RCMP caused 'serious interference' with press freedom in 2020 Wet'suwet'en raid, review body finds
CBC
The RCMP seriously interfered with press freedoms, unreasonably blocked media access and arbitrarily detained a reporter during a 2020 raid on Wet'suwet'en-led blockades in northern British Columbia, the force's review body says.
Five years after that operation, the Mounties formally apologized to complainant Ethan Cox, senior editor at independent news outlet Ricochet Media, and Gitxsan reporter Jerome Turner, for breaching Turner's Charter rights.
"I welcome this apology. I think it's tremendous," said Cox, who praised the review's findings as precedent-setting.
"I think it's a step in the right direction, but it has to be followed with action, and that action has to trickle down to the officers on the front lines."
Signed by Staff Sgt. Maj. Kent MacNeill, the force's Feb. 19 letter of regret was a welcome surprise for Turner, who accepts the apology — on one condition.
"I accept it, with the caveat that they don't do this to journalists ever again," he said.

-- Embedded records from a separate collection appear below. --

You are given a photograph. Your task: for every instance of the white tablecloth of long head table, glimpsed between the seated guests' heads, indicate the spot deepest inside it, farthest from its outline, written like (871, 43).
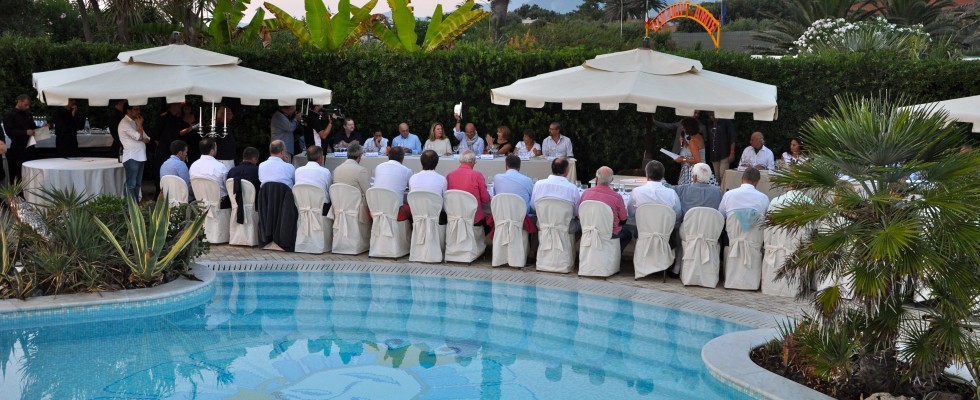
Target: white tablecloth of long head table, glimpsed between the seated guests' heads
(535, 168)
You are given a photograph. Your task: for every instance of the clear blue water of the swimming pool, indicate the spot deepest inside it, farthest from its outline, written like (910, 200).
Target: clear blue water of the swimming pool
(322, 335)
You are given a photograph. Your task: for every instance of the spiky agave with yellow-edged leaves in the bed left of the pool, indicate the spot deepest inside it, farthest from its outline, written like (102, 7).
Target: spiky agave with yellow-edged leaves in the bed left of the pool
(149, 260)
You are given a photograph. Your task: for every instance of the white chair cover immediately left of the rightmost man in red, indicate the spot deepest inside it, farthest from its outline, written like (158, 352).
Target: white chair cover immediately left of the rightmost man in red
(556, 243)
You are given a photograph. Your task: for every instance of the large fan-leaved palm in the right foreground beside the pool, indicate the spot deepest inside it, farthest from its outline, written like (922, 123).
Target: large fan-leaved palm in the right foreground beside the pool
(900, 233)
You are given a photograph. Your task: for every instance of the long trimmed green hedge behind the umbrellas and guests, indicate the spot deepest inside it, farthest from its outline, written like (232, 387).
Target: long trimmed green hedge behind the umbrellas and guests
(380, 88)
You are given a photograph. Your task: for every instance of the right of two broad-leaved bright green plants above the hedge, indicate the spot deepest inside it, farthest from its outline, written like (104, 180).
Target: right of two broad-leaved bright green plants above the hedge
(440, 33)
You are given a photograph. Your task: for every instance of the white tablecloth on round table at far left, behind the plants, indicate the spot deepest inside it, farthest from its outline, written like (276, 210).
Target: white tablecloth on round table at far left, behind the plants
(90, 176)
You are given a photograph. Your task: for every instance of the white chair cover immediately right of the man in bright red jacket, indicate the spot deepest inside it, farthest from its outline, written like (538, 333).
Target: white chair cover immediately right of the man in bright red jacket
(510, 244)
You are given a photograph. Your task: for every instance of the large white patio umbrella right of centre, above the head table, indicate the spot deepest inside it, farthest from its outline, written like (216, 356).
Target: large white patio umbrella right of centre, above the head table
(648, 79)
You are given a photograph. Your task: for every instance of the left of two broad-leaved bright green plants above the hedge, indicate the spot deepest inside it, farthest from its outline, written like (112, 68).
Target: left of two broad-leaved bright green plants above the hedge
(323, 31)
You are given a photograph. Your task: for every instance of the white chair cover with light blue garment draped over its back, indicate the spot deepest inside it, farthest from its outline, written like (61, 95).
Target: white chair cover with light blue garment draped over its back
(743, 255)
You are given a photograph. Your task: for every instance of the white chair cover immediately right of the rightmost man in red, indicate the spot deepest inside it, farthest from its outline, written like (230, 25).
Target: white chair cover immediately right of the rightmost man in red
(654, 224)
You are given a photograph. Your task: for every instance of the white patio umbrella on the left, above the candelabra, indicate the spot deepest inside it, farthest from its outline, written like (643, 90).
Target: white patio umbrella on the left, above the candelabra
(172, 72)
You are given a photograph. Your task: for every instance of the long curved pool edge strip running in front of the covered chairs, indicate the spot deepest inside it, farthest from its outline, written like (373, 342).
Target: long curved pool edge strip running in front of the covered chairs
(727, 312)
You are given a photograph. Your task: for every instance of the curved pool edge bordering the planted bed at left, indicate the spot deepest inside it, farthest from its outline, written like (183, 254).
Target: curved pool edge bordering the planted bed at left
(179, 294)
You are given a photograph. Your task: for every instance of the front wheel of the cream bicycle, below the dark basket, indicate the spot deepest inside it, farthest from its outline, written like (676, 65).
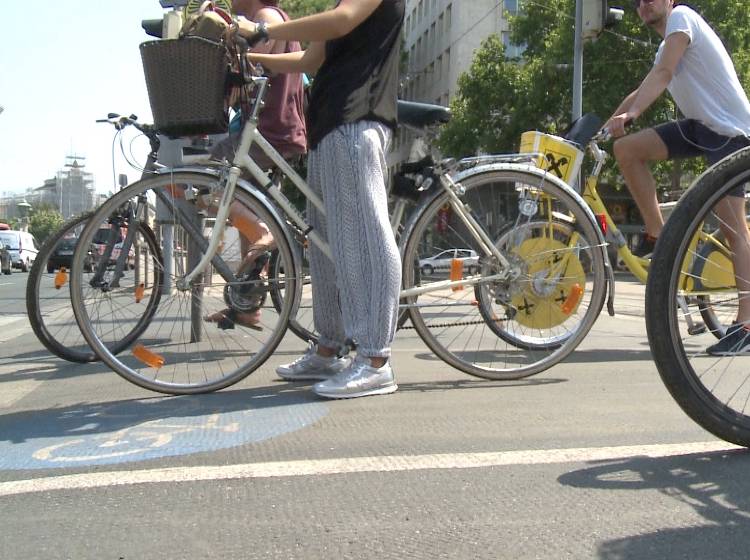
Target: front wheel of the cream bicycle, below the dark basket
(184, 348)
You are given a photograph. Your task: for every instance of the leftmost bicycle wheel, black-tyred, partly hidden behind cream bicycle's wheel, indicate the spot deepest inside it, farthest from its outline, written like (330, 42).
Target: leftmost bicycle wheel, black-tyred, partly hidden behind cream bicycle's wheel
(50, 313)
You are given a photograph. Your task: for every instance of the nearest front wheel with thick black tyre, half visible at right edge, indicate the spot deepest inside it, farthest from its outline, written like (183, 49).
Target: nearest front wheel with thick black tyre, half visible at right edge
(692, 269)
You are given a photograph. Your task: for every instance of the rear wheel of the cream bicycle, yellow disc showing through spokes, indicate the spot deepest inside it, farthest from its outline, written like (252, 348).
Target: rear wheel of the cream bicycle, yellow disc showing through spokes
(506, 328)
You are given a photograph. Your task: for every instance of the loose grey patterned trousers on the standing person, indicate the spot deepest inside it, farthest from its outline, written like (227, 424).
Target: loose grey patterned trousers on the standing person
(356, 297)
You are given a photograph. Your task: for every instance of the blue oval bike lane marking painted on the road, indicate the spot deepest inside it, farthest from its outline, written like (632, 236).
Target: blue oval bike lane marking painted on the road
(104, 434)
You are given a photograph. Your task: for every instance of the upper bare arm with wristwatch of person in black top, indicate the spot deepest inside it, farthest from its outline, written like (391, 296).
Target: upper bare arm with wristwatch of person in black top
(325, 26)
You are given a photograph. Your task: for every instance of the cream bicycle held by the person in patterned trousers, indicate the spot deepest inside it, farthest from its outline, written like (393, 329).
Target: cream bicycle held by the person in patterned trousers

The rebuke from the Civilian Review and Complaints Commission adds to a list of racist or unconstitutional conduct by the RCMP's Community-Industry Response Group (C-IRG).
Last week, a B.C. judge found C-IRG violated Charter rights by making "grossly offensive, racist and dehumanizing" remarks about First Nations women during another raid on Wet'suwet'en-led blockades against Coastal GasLink pipeline construction in 2021.
Last fall, the review body lambasted C-IRG for its wrongful arrest of hiker Brian Smallshaw, criticizing the unit for its "disproportionately intrusive methods," at the Fairy Creek anti-logging blockades in 2021.
Meanwhile, the complaints commission is already conducting a systemic investigation into the unit, which was renamed the Critical Response Unit, or CRU-BC, amid the federal probe last year.
While it's taken years, Cox suggests chickens are coming home to roost for a unit that documents show was created to defend pipelines from Indigenous activists and environmentalists.
"The systemic review that comes out later this year is going to be perhaps even more scathing, and I hope that that leads the RCMP to get rid of the C-IRG," said Cox.
"I don't think the C-IRG is defensible. I don't think it's redeemable. It is a really bald faced exercise in policing at the service of industry."
Turner was assigned to cover Wet'suwet'en resistance to the Coastal GasLink pipeline in 2020. That February, RCMP swept in to enforce an injunction against blockades interfering with pipeline construction.